Traditional: 10 to 15 minutes is standard. Some practices schedule 20-minute slots for new patients or annuals. Concierge: 30 to 60 minutes routinely. Visits at small-panel practices run as long as they need to.
Traditional: Routine appointments often booked weeks out. Acute issues triaged through nurse line, often deflected to urgent care. Concierge: Same-day or next-day appointments for acute issues, when medically appropriate. Direct phone access during business hours at most concierge practices.
Traditional: Patients increasingly see whichever provider is available at their primary care office — including PAs, NPs, and rotating physicians. Continuity with one doctor is hard to maintain. Concierge (single-physician): One doctor, every visit. Concierge (multi-physician): Varies; some practices preserve continuity, others rotate.
Traditional: Specialists, imaging, labs, and hospitalization are coordinated mostly by the patient. The primary care doctor often doesn't have time to read specialist reports carefully or follow up on results. Concierge: Coordination is part of the service. The doctor's office tracks referrals, reads outside reports, and integrates them into the larger picture.

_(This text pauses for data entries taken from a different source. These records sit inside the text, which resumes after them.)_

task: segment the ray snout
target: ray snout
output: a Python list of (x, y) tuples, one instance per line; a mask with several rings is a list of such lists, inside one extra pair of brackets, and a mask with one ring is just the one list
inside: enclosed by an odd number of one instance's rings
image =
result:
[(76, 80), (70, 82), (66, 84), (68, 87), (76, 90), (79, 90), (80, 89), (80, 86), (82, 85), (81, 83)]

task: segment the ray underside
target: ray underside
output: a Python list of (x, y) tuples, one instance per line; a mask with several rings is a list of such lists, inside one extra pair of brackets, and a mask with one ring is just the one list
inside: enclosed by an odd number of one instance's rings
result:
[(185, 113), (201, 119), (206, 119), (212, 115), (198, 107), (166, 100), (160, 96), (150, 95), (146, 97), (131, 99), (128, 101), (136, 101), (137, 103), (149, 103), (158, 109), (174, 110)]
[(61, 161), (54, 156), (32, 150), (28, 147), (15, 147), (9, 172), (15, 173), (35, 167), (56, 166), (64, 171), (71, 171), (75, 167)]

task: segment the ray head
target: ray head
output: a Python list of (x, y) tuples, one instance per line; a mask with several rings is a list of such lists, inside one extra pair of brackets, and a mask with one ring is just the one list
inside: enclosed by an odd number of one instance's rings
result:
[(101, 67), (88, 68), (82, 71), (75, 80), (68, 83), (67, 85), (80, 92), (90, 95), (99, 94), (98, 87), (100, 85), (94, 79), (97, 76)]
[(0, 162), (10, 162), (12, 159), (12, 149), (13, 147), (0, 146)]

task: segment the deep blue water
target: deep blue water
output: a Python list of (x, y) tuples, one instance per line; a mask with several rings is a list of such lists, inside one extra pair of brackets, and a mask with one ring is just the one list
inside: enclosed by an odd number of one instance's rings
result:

Traditional: Insurance pays the doctor for visits. The patient pays copays, deductibles, and coinsurance per the plan. Concierge — varies: Some practices replace insurance billing entirely for primary care visits (the membership covers it). Others continue to bill insurance and use the membership for extras. Diamond Cove is the first model.
The practical difference: at Diamond Cove, you don't pay copays for in-office primary care visits. The membership covers them.
Traditional: Insurance premiums, copays, deductibles. No upfront annual fee. Concierge: All of the above for outside services, plus the membership fee. Diamond Cove: Adult membership $5,700/year, plus whatever insurance you carry for outside services.
Both provide primary care. Both can refer to specialists. Both maintain medical records. Both can manage routine prescriptions. Both can perform annual exams. The differences are in time, access, depth, and continuity — not in the basic clinical scope.
This is the wrong question. The right question is: which model fits the patient?
For patients who are healthy, have minimal medical contact, and find traditional primary care adequate, the traditional model is fine. For patients with chronic conditions, multiple specialists, complex histories, or unhappy current experiences, concierge medicine offers something traditional primary care structurally cannot deliver: time and attention.
The other thing worth saying: this model doesn't replace insurance, doesn't eliminate the need for specialists, and doesn't make medical complexity disappear. It changes one specific relationship — the one with your primary care doctor — into something that more closely resembles what primary care was meant to be.